I complained about this when a liquor chain (gall & gall) started using their "card holder" prices as the regular prices on the cards and displayed the regular ones almost invisible (black text on blue background ...). They refused to provide the discount price to non card holders. Complained to the regulatory institution and got back to me that they were already looking into it. No fine was charged but the practice stopped after a few weeks.

edit: on a more HN note; if you use the apps for the discount of the stores they usually have an agree notice which includes, among other things, you can be tracked in the shop with the app. Never be logged in to those while in the shop (or ever).


It seems like we have all of the tools necessary to take a picture of a segment of store shelf and have the price data extracted from the photo, associated with the item itself, cross referenced, etc, and then show you an overlay with the best deals highlighted.


It's illegal to scrape databases in the EU.


huh? Is that real?


Lidl/Aldi don't put their prices online, I think? But also, perhaps they change their prices more rapidly?


Aldi appear to list the prices, perhaps just a subset, I'm not sure: https://groceries.aldi.co.uk/

I shop there 2-3 times a week and wouldn't really say "rapidly". Or if they do, the swings aren't big enough for me to notice.

Though looking at their site, I think they are partaking in the old "raise prices for a short period then show them as a 'sale' price" nonsense. But it only seems to be £0.10-£0.30 and the higher prices aren't even that offensive (yes I have a soft spot for Aldi :D).

I would like to see companies forced to show the period that the higher price was charged for.
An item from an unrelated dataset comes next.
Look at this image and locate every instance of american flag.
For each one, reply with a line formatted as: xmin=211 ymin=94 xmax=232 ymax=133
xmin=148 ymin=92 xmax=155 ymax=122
My local Aldi (London) has e-ink shelf end labels now, so they are at least preparing to change prices more rapidly.


Just make a law that says that all returns have to be paid out at the £/KG listed.


In the UK the supermarkets (I assume they have to by law) quote the weight of contents of a single unit of product (which is supposed to be total weight - packaging weight), so you could analyse this quite rapidly.


They don't, some items are per unit, which is a way that avoid comparisons for fruit. In [my local] Tesco they even took away the manual scales now, making comparison across 5 different types of apples, say, much harder. Good mental-arithmetic practice.


I have seen this in Germany/Austria too, maybe it's EU wide.